Research, research, research. Better R&D and product innovation has become more of a priority for marketers this year as they look to reach consumers and build their brands: 15% are making this a top focus in 2019, versus 8% in 2018. Some of the main priorities for marketers include facilitating strategic partnerships to expand reach (25% in 2019 vs. 28% in 2018); developing a better social strategy (16% vs. 21%); and better media innovation/earned media (11% vs. 17%). While those three things remain high on the list, some of that focus is being shifted slightly towards other areas like CSR programs (4% this year vs. 1% last year) and experiential marketing (7% vs. 3%).
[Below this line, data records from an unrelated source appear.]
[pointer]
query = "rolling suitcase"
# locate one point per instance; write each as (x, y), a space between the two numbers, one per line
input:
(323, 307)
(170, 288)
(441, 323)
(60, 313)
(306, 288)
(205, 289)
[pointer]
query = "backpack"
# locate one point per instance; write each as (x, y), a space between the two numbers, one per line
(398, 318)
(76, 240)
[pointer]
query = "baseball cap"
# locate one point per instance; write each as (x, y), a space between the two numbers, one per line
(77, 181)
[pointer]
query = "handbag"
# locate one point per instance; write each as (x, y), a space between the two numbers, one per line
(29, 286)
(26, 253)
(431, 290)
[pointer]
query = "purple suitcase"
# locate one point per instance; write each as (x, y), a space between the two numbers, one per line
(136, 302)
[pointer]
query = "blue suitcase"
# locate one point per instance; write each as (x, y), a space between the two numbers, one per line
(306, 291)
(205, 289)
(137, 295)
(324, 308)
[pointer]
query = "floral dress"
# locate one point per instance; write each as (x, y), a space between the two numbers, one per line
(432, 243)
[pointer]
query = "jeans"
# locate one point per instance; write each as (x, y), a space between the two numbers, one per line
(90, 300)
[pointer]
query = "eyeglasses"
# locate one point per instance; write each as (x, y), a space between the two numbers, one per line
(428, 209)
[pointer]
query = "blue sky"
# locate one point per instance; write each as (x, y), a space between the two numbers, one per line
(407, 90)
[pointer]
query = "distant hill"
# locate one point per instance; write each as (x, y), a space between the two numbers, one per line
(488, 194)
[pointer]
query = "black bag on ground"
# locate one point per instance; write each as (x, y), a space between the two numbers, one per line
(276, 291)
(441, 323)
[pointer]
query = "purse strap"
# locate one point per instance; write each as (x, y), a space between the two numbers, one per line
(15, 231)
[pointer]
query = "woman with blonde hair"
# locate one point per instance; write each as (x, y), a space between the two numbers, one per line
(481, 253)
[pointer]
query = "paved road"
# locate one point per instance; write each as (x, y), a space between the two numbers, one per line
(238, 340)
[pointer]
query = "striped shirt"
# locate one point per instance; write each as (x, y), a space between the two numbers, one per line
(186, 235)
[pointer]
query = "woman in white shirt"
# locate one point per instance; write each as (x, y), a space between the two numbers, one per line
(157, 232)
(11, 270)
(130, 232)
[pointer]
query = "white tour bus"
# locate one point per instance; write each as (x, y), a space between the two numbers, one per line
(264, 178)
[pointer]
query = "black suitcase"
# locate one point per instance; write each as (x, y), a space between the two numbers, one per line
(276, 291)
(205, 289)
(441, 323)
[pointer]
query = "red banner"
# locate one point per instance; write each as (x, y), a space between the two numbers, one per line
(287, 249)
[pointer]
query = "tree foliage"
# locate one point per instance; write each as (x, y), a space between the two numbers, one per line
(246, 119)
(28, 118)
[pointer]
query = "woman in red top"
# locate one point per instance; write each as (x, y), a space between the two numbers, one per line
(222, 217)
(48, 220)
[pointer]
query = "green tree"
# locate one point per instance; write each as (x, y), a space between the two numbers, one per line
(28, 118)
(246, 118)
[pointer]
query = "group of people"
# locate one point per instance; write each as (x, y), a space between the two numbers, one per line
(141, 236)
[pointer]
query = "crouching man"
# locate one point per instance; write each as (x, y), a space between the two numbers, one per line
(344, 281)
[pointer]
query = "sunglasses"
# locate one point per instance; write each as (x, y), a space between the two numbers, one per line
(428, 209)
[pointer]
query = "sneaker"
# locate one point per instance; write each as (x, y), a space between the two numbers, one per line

Many hands make light work

Marketers continue to look to agency partners to build their brands through advertising. While they primarily work with creative shops to craft campaigns – with the majority (58%) saying they have an “excellent” to “very good” relationship with those partners – 72% believe that their media partner’s strategic input is just as important as their principal creative agency. This is on par with the previous year’s survey; however, more marketers this year than last say that their input is more important (9% in 2019 versus 4% in 2018). A sizeable chunk of respondents (15% in 2019 vs. 17% in 2018) also see the support of their digital agency being increasingly important for the development of their brands; followed by PR firms (9% vs. 13%); research companies (9% vs. 8%); social media shops (6% vs. 10%); and data co.’s (6% vs 2%). As for who’s creating branded content – more marketers this year than last say they’re using production houses (9% vs. 2%); branded content companies (9% vs. 5%); and media agencies (4% vs. 1%)

The diversity divide

The struggle for gender and racial equality continues as the majority of brands still don’t have diversity and inclusion policies in place. Only a third (32%) of marketers report that their company tracks and measures the number of women and/or visible minorities it employs. Another third (35%) say that it has implemented programs that address the racial and gender divide. While 22% say their company is looking at ways to improve diversity, 20% of the respondents say that their company has not invested in inclusion programs, like bias training, at all. Just a little more than half (52%) of respondents say that over 50% of their marketing team is made up of women. Almost a third (30%) say that more than 75% are female. About 9% say women make up under 50% of the team, while 5% say there is less than 25%. The remaining 3% of marketers weren’t sure of the female to male composition.